ON A BALMY SUMMER afternoon in July, I rang the bell at Jean Vanier’s sky-blue gate in Trosly-Breuil, France. Vanier, the founder of L’Arche, an international federation of communities of people with and without developmental disabilities, is central to a new documentary film, Summer in the Forest. I was there to interview him about the film and as research for a play I’m helping to write for the 50th anniversary of L’Arche Daybreak community, near Toronto.
As the gate opened, Vanier, wearing his signature navy blue jacket, greeted me with the warmest presence I have ever felt, saying, “All the way from Daybreak you have come to visit me!” I replied sheepishly, “Yes, to finally meet the man who changed my life.”

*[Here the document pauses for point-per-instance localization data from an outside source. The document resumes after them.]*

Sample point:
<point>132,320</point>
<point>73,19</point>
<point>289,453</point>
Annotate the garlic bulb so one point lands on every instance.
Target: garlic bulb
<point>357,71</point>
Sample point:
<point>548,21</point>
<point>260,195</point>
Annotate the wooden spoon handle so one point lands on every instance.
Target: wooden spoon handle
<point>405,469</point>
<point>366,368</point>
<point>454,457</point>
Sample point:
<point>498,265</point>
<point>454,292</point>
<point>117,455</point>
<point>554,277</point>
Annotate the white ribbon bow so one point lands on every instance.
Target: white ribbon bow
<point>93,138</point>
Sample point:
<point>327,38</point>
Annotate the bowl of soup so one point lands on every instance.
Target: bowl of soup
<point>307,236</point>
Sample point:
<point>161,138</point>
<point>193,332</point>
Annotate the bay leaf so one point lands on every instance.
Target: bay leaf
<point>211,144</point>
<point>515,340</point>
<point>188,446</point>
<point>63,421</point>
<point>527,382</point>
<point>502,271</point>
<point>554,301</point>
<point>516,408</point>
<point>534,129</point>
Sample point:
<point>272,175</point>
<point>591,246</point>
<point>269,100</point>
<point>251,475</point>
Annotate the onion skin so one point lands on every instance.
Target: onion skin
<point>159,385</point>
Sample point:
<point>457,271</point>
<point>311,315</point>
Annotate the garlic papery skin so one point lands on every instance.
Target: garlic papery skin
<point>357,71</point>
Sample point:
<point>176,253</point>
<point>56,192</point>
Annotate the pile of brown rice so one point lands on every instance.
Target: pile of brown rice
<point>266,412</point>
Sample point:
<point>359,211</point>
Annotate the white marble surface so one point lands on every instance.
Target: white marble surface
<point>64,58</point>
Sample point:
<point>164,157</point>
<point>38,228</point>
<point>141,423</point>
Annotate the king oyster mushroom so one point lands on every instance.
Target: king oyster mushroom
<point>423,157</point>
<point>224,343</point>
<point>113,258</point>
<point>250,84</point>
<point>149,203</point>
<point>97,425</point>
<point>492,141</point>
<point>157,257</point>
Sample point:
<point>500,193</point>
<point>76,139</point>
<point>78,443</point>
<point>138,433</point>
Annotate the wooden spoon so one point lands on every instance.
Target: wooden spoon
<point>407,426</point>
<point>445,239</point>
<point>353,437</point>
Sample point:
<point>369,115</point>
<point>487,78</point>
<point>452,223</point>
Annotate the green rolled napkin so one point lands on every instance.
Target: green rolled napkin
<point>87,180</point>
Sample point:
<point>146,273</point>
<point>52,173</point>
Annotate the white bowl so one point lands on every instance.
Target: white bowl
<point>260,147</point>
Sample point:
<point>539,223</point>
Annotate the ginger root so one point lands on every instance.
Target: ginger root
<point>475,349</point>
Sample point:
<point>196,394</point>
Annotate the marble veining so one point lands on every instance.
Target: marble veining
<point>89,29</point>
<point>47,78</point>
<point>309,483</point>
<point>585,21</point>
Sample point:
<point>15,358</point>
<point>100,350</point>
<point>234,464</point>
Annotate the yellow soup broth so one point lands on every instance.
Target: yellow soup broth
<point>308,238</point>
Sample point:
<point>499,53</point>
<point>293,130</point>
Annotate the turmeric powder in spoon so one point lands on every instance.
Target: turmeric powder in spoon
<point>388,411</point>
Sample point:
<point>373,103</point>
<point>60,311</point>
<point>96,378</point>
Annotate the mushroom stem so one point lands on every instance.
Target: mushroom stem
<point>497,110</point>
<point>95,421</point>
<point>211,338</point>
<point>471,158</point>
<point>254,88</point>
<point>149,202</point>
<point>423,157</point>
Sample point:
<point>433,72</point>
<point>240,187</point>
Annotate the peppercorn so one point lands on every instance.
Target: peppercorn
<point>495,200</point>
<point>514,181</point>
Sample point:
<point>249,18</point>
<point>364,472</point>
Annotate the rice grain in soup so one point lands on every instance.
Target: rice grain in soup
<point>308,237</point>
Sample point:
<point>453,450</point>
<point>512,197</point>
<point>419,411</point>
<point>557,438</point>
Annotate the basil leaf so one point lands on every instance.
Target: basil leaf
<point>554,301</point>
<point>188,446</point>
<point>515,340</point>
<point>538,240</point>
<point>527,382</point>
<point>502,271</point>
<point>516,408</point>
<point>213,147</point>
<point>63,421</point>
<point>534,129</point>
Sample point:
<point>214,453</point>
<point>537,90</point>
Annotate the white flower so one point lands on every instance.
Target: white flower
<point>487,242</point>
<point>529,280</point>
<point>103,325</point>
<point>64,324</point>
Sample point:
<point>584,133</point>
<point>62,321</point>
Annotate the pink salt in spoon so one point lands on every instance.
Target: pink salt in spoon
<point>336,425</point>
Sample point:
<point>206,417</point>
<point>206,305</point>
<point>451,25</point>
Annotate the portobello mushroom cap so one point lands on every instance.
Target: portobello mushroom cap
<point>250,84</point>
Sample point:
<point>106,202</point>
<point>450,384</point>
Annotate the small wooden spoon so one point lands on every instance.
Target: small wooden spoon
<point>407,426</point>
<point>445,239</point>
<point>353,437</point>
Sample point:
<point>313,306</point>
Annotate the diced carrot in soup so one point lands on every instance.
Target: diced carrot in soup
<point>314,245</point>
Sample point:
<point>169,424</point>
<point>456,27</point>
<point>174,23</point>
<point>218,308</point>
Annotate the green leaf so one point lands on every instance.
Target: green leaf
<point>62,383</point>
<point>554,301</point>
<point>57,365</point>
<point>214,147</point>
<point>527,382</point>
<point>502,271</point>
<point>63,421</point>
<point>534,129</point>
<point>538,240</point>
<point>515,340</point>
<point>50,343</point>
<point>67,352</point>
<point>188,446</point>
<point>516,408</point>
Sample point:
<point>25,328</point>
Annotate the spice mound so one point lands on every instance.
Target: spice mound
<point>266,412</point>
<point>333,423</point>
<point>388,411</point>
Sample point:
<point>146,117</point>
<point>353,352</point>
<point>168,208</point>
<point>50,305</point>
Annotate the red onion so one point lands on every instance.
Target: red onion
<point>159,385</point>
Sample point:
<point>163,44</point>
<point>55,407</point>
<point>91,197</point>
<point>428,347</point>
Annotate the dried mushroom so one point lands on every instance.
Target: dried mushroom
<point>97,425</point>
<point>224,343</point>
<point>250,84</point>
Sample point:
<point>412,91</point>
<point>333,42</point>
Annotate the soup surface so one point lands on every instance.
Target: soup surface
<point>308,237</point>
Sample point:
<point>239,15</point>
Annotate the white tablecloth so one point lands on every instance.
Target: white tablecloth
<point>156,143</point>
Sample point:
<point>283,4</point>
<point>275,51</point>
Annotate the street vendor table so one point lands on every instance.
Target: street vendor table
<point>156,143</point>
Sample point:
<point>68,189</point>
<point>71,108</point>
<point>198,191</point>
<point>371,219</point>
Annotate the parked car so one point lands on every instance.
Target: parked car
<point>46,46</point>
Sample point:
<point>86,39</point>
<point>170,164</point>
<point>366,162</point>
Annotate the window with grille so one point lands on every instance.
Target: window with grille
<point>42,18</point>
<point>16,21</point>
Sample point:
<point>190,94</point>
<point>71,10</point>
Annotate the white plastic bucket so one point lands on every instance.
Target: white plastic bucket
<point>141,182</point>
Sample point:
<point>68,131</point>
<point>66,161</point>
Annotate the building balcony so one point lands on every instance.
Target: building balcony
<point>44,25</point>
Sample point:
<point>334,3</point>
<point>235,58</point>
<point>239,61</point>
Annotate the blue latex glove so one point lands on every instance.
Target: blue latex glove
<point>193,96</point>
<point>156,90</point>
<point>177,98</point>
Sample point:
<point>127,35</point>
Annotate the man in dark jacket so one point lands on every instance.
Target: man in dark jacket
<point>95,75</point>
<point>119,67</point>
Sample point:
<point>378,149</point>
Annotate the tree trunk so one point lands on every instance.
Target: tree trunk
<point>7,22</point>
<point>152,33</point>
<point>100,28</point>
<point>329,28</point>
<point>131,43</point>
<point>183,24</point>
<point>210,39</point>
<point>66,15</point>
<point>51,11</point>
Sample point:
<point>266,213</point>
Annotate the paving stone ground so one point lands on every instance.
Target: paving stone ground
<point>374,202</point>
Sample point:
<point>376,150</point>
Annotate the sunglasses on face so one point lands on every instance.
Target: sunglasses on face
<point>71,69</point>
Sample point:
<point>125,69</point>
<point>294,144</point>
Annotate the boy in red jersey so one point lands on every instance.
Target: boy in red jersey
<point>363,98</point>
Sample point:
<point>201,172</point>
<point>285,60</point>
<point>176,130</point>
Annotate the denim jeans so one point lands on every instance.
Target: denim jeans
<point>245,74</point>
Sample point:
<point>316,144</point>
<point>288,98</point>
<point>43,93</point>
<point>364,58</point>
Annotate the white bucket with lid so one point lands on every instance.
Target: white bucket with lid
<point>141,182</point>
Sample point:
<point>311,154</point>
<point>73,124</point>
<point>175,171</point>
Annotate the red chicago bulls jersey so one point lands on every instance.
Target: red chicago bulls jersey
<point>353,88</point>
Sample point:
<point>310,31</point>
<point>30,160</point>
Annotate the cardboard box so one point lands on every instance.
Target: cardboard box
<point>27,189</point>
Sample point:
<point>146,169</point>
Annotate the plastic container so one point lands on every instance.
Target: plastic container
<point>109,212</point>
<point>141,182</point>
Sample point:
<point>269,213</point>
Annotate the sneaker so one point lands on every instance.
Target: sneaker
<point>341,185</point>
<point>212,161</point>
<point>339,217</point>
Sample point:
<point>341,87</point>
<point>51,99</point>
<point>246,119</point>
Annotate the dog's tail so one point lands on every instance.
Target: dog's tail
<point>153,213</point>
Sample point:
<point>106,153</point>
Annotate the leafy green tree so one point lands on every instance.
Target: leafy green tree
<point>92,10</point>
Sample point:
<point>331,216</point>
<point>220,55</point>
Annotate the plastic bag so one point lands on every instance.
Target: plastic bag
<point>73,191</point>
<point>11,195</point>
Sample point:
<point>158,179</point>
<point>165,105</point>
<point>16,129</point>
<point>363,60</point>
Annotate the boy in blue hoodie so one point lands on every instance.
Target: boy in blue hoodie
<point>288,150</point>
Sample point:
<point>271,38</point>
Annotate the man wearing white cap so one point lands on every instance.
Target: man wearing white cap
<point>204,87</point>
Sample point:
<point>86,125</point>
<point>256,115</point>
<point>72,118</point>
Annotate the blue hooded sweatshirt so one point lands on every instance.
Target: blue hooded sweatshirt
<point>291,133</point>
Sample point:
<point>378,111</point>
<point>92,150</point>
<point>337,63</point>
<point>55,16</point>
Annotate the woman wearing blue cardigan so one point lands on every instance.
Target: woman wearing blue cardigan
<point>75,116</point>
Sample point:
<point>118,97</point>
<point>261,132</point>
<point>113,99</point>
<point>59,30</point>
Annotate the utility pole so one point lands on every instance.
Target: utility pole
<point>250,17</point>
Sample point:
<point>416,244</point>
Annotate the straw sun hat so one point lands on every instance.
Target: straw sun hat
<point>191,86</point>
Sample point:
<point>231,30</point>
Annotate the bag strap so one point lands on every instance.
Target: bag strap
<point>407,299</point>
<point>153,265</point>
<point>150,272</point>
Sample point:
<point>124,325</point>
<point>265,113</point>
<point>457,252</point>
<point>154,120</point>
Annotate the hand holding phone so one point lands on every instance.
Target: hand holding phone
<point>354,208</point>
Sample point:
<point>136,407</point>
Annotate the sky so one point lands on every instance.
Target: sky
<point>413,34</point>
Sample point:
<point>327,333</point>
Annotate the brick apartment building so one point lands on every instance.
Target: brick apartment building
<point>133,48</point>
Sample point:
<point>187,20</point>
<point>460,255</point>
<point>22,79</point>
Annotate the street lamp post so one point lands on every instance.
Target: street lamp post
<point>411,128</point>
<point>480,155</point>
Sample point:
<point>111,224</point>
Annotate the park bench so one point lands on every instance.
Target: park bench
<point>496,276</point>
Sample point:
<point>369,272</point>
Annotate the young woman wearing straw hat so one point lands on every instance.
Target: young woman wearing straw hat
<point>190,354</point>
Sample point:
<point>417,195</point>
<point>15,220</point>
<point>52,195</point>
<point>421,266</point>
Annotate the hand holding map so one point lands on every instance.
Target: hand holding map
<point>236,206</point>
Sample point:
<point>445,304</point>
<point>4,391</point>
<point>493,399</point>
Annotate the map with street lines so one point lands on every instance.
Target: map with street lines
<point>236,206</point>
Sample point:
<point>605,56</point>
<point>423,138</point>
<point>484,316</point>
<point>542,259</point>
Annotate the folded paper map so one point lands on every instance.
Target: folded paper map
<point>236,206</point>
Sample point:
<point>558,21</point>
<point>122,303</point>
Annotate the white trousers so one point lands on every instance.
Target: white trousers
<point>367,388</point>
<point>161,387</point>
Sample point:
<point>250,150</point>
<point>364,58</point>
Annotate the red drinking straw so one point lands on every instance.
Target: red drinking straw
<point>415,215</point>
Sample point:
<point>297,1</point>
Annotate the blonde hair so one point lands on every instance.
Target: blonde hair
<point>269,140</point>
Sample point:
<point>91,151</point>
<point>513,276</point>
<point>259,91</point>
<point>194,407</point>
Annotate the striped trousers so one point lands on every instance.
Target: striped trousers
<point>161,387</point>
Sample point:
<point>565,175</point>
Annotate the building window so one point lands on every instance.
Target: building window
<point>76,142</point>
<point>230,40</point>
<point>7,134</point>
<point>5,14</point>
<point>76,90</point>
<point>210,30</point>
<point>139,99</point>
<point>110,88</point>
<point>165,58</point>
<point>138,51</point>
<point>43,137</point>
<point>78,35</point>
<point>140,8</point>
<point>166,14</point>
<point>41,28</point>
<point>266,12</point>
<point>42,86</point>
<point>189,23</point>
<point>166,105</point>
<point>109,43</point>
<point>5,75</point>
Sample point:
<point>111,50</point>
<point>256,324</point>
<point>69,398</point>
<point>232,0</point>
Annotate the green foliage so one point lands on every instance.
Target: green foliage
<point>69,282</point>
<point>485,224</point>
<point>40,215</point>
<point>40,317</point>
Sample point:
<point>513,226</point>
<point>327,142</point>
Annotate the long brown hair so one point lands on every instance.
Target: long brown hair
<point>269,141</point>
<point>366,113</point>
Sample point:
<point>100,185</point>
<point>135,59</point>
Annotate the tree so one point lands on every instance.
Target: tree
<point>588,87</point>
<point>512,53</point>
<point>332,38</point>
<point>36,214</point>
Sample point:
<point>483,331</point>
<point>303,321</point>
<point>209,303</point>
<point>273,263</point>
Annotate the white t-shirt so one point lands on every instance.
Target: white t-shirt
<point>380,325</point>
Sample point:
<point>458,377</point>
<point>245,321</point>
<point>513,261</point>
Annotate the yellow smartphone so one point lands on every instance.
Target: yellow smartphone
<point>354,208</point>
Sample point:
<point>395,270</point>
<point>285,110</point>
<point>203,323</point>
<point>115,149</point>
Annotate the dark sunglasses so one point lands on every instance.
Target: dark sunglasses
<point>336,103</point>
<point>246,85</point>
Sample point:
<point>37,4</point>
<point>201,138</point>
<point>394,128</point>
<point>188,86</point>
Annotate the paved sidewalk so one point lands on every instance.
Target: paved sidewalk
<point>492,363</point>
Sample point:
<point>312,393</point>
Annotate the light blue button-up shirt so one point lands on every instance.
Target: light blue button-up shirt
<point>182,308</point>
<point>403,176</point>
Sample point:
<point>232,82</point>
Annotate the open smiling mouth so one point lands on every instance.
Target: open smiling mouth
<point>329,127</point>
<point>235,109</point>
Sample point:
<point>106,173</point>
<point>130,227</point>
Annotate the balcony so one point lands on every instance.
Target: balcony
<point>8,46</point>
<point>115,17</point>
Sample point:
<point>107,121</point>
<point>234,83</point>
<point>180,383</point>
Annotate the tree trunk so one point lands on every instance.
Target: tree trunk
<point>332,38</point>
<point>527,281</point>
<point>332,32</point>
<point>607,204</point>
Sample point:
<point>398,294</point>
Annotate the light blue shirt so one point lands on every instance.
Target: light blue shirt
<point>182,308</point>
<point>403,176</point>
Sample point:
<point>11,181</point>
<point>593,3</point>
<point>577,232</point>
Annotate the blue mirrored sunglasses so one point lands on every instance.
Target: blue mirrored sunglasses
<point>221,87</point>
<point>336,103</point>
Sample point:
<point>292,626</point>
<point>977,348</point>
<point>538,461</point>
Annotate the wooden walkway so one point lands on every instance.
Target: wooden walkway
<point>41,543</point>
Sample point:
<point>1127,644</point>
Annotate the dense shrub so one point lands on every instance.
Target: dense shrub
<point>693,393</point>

My salutation was not hyperbole—Vanier’s gift, a vision of communities where people live in a spirit of mutual learning, dignity, and care, has touched and changed the lives of thousands of people around the globe. Though I’d come for professional reasons, it also felt like a pilgrimage to seek Vanier’s wisdom in the place where it all began. He ushered me into his small office and living room to chat.
In 1964, while Vanier was living in Trosly-Breuil, he visited a psychiatric hospital near Paris. He saw men there subjected to violence, locked up all day, and feared by the public. He was moved with a compassion that he couldn’t totally understand at the time. But as Vanier told me, “We all have, as human beings, a design that teaches us to reach out to others, and not only to serve ourselves. If we listen to this inner design, this inner voice, it will lead us always to do what is right.” With little training and no formal plan, Vanier bought a dilapidated house and took three of the men out of the institution to live with him in the village.
The first night didn’t go so well, as they could not find how the electricity worked and one of the men became so frightened and violent, smashing windows, that he had to return to the institution the next day. Two of the men, Raphaël Simi and Philippe Seux, lived with Vanier for the rest of their lives. Vanier named their home “L’Arche,” French for “The Ark”—it became the first of what are now more than 150 L’Arche communities in 37 countries.